On Wednesday, Spezzano and Parra occupied with other employees clearing the large kitchen and its multiple dining rooms, which were not only used for eating but also for local community meetings, Parra said.

As they were packing, they saw a dozen customers walk towards the closed front door and read the sign announcing the restaurant’s indefinite closure.

“That’s what’s sad because a lot of people come in and start to cry,” said Spezanno as he saw several cars turn around and exit the parking lot.

“A lot of our customers were crying on Sunday – our last day,” Parra added. “I was trying to stay upbeat and positive and it was difficult.
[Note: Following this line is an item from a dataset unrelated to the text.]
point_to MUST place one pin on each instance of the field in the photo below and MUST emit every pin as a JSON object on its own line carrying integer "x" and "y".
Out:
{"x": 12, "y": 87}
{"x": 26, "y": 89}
They even brought me flowers.

Hundreds of customers have taken to social media to show their support, with many saying they will follow the family to Lemon Grove.

“I’m really shocked… But I’ll follow where your business is going (because) our family loves and appreciates the service we get with Family House of Pancakes, plus it’s like family,” Mechelle Whelan said in a comment. Facebook on the restaurant page. .

“It’s a victory for me. Much closer to home, ”said Rodney Seaman, referring to the upcoming Lemon Grove location.

Parra said the plan was to move the National City restaurant and open it in East County, keeping the same family spirit. Of its more than 45 employees, “all want to come back” to work, she added.

Parra said the family is hopeful that they will be able to adjust to the relocation as well. The family-owned business will be set up by February in a slightly smaller building inside a shopping center on Broadway near Washington Street in Lemon Grove.

Customers can follow Family House of Pancake’s social media updates, Parra said.